The market’s most-watched part of the yield curve inverted on Friday, and if its record high over the past half-century is any indicator, the US could be headed for a recession soon.

But others say the Fed’s unprecedented shootout with high inflation makes this yield curve inversion different from those of decades past.

On Friday, the 10-year US Treasury yield ended the day at 2.38%, 6 basis points below the 2-year US Treasury yield of 2.44%.
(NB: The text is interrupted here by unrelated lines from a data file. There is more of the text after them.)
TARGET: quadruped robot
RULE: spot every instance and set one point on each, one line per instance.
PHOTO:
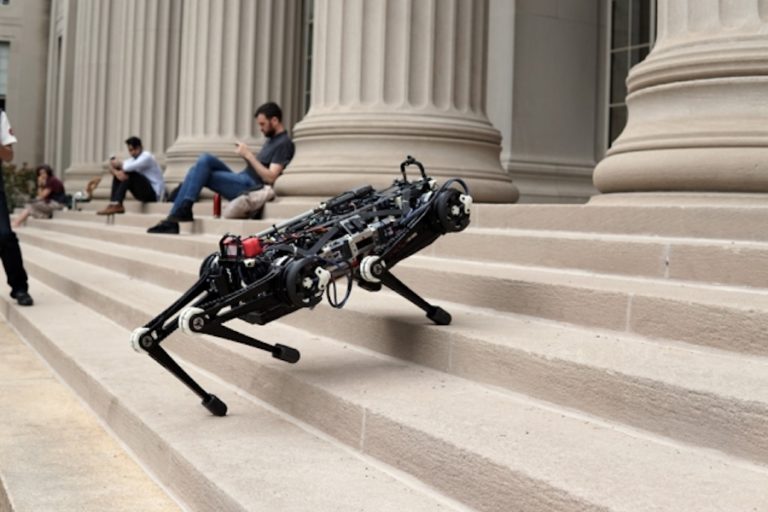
(360, 234)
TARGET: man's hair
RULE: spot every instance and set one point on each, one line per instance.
(134, 142)
(270, 110)
(47, 169)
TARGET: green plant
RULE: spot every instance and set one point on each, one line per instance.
(19, 185)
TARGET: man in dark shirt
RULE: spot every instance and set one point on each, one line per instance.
(10, 253)
(211, 172)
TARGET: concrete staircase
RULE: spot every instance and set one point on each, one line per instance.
(606, 358)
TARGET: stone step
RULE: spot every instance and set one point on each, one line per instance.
(489, 450)
(728, 318)
(737, 263)
(45, 461)
(254, 459)
(706, 397)
(725, 222)
(728, 222)
(201, 224)
(701, 260)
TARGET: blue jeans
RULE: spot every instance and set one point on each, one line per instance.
(211, 172)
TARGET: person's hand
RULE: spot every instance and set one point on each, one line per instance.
(242, 149)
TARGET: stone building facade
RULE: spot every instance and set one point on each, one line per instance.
(521, 97)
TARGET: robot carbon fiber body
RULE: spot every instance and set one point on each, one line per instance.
(360, 234)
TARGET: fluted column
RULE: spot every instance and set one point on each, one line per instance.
(89, 100)
(698, 108)
(236, 55)
(392, 78)
(126, 82)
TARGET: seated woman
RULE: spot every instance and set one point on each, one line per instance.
(50, 197)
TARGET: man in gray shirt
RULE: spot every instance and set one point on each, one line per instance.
(140, 174)
(211, 172)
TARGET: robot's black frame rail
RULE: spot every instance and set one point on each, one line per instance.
(360, 234)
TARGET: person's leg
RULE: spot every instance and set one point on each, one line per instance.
(119, 188)
(10, 253)
(197, 177)
(141, 188)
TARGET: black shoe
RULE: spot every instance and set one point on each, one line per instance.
(23, 298)
(166, 226)
(184, 214)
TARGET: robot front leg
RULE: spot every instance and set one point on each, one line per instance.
(373, 269)
(148, 338)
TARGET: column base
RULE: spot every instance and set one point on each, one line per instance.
(705, 169)
(335, 153)
(551, 182)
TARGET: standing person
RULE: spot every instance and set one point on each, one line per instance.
(10, 252)
(211, 172)
(50, 197)
(141, 174)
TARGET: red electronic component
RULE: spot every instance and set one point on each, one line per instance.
(252, 247)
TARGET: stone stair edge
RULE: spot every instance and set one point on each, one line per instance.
(610, 307)
(189, 471)
(44, 429)
(652, 389)
(379, 428)
(750, 296)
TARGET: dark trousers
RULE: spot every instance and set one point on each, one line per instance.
(138, 185)
(10, 252)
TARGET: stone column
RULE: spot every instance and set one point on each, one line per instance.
(126, 82)
(395, 78)
(698, 105)
(89, 101)
(235, 55)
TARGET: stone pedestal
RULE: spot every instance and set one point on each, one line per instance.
(698, 108)
(236, 55)
(391, 79)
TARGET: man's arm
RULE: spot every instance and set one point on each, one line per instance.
(267, 174)
(6, 153)
(143, 161)
(116, 168)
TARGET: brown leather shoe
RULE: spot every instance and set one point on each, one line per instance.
(111, 210)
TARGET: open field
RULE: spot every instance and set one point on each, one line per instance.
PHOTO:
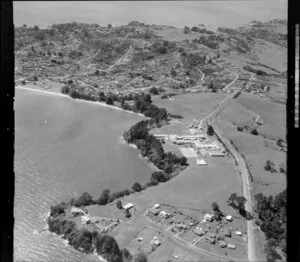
(254, 147)
(274, 115)
(191, 105)
(197, 187)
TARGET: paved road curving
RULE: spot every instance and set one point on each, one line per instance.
(211, 118)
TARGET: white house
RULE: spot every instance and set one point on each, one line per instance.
(231, 246)
(229, 218)
(164, 214)
(238, 233)
(128, 206)
(156, 205)
(208, 217)
(201, 162)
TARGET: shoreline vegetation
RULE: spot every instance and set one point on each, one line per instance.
(150, 148)
(93, 64)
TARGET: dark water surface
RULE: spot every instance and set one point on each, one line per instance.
(62, 149)
(174, 13)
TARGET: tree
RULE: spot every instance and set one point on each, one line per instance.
(270, 166)
(141, 257)
(239, 128)
(194, 29)
(84, 200)
(103, 199)
(210, 130)
(136, 187)
(215, 206)
(109, 101)
(107, 247)
(237, 202)
(162, 50)
(186, 30)
(126, 254)
(153, 90)
(127, 213)
(119, 204)
(280, 142)
(218, 213)
(102, 97)
(254, 132)
(57, 210)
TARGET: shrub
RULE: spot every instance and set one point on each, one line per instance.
(194, 29)
(119, 204)
(109, 101)
(153, 90)
(65, 89)
(136, 187)
(141, 257)
(254, 132)
(58, 209)
(84, 200)
(186, 30)
(162, 50)
(210, 130)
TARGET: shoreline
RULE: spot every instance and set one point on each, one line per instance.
(79, 100)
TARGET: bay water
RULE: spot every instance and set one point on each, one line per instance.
(64, 147)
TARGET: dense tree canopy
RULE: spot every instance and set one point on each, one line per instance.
(272, 220)
(84, 200)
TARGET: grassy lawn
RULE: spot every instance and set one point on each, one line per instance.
(253, 147)
(197, 187)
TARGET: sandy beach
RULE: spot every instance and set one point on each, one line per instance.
(55, 93)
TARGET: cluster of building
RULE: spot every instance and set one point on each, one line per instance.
(198, 143)
(180, 223)
(86, 219)
(218, 235)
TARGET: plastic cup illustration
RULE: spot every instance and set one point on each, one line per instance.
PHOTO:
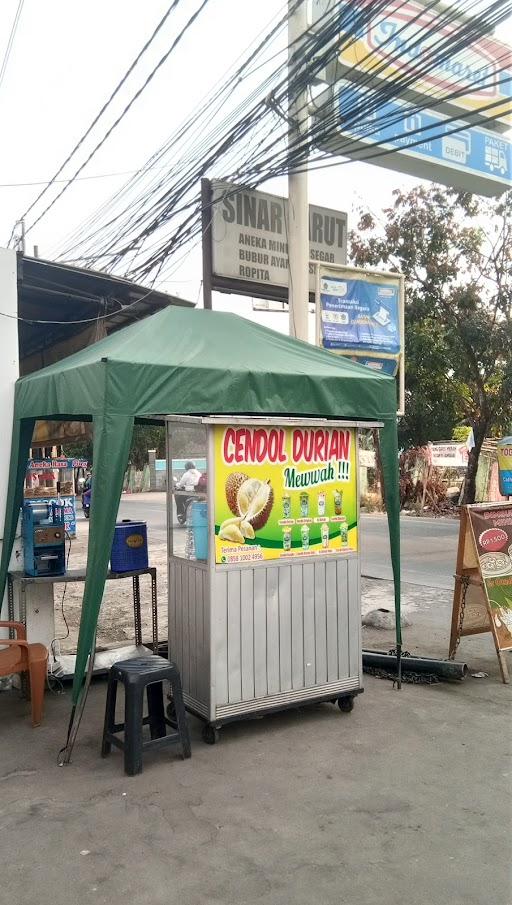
(287, 505)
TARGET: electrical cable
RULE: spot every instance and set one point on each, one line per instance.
(167, 215)
(125, 110)
(10, 40)
(105, 106)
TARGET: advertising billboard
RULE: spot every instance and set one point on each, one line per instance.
(395, 42)
(284, 492)
(504, 453)
(492, 533)
(425, 143)
(360, 315)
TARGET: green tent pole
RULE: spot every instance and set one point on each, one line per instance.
(389, 457)
(22, 431)
(112, 436)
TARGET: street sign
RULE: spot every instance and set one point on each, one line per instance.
(249, 241)
(397, 41)
(423, 143)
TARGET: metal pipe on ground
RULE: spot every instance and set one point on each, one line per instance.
(444, 669)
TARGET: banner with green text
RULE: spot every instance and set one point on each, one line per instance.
(284, 492)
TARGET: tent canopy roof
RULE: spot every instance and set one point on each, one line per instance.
(190, 361)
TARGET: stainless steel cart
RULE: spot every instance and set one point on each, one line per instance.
(259, 636)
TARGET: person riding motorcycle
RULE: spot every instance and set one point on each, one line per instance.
(188, 483)
(189, 478)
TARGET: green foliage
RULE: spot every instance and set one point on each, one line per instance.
(454, 249)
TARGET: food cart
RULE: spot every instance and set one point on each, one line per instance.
(183, 362)
(264, 596)
(53, 481)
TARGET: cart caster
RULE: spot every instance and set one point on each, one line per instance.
(210, 734)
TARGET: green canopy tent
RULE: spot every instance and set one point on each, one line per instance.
(189, 362)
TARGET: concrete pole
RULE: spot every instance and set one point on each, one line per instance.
(298, 202)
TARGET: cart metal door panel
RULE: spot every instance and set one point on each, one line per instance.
(234, 638)
(284, 628)
(247, 633)
(189, 630)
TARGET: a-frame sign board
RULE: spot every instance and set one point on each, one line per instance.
(482, 600)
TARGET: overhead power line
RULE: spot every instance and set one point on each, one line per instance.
(105, 106)
(10, 40)
(128, 106)
(149, 221)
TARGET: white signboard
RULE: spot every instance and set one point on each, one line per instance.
(396, 41)
(250, 236)
(449, 455)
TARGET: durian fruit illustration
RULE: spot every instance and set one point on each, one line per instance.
(250, 500)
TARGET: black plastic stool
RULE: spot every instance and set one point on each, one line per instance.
(136, 675)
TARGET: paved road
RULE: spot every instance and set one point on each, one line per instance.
(429, 546)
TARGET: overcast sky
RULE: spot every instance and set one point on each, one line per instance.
(67, 57)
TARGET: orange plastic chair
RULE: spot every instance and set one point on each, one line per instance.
(17, 655)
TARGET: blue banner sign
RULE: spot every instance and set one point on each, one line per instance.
(357, 314)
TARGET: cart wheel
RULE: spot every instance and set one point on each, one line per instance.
(210, 734)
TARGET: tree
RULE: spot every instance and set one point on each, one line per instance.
(454, 249)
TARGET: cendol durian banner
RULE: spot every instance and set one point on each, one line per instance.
(284, 492)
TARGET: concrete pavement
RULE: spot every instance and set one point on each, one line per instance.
(403, 800)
This phenomenon has a strong track record of predicting a recession; each of the last eight recessions (going back to 1969) was preceded by the 10-year bond yield falling below the 2-year bond.

Although other live measures showed reversals occurring briefly intraday on March 29 and again on March 31, the US Treasury did not recognize a reversal (such as recorded at closing market bid prices) until Friday afternoon.

The yield curve maps U.S. Treasuries of various durations and typically shows longer-dated Treasuries (such as those with 10- or 30-year maturities) that have higher yields than Treasury bonds. Treasury with shorter dates (ie 3-month or 2-year maturities). .

[Read: Bonds, yields, and why it matters when the yield curve inverts — Yahoo U]

The curve “inverts” when shorter-dated Treasury yields exceed longer-dated Treasury yields. Curve points have already inverted in recent weeks (3-year and 5-year on March 18, 5-year and 30-year on March 28).

But 2-year and 10-year points are often sought after because they are among the most commonly traded durations. An inversion at these particular points has correctly forecast a recession eight months to two years in advance in each of the last eight recessions.

Is the recession coming?

However, there is nothing in the price of bonds that directly triggers a recession. For example, the first recession warning before the 2020 recession came in the form of yield curve inversion in August 2019. But the financial markets could not have known that a global pandemic would be the reason for that recession.

And despite investing’s strong track record in predicting recessions, some strategists have warned that more context needed when looking at this year’s investment between yields at 2 and 10 years.

In the face of rapid inflation, the Federal Reserve is in the process of raising interest rates at their fastest pace since 1994. Bond markets have had to quickly reprice through this policy pivot, meaning investments they could be a temporary side effect of the Fed’s actions. (rather than a more fundamental market concern about duration risk).

Mark Haefele, chief investment officer at UBS Global Wealth Management, wrote this week that the Fed’s direct ownership of US Treasuries may also be a factor in the shape of the curve.

“While this intervention is difficult to separate from other variables, it is possible that such quantitative easing has made yield curve inversions more likely, reducing their predictive power,” he noted on March 29.

Still, economists say the risk of a Fed-induced recession is real as policymakers raise borrowing costs. The challenge: avoid a “hard landing” in which tighter policy abruptly ends the recovery, raises unemployment and dampens growth.

“The warning sign is the comment that the Fed could raise rates six more times this year in the context of a US economy that is still very dovish,” Stifel chief economist Lindsey Piegza told Yahoo Finance on 1 of April.

Savita Subramanian, head of US equity and quantitative strategy at BofA Securities, warns that the overall curve story cannot be dismissed with “technical” explanations such as the Fed’s asset purchases.

“That’s in line with the arguments we’ve heard in recent cycles of ‘this is technical, it doesn’t matter, it doesn’t mean the same thing about growth,'” Subramanian told Yahoo Finance on April 1. I think it could, I think the yield curve has been a reliable indicator and I wouldn’t rule it out.”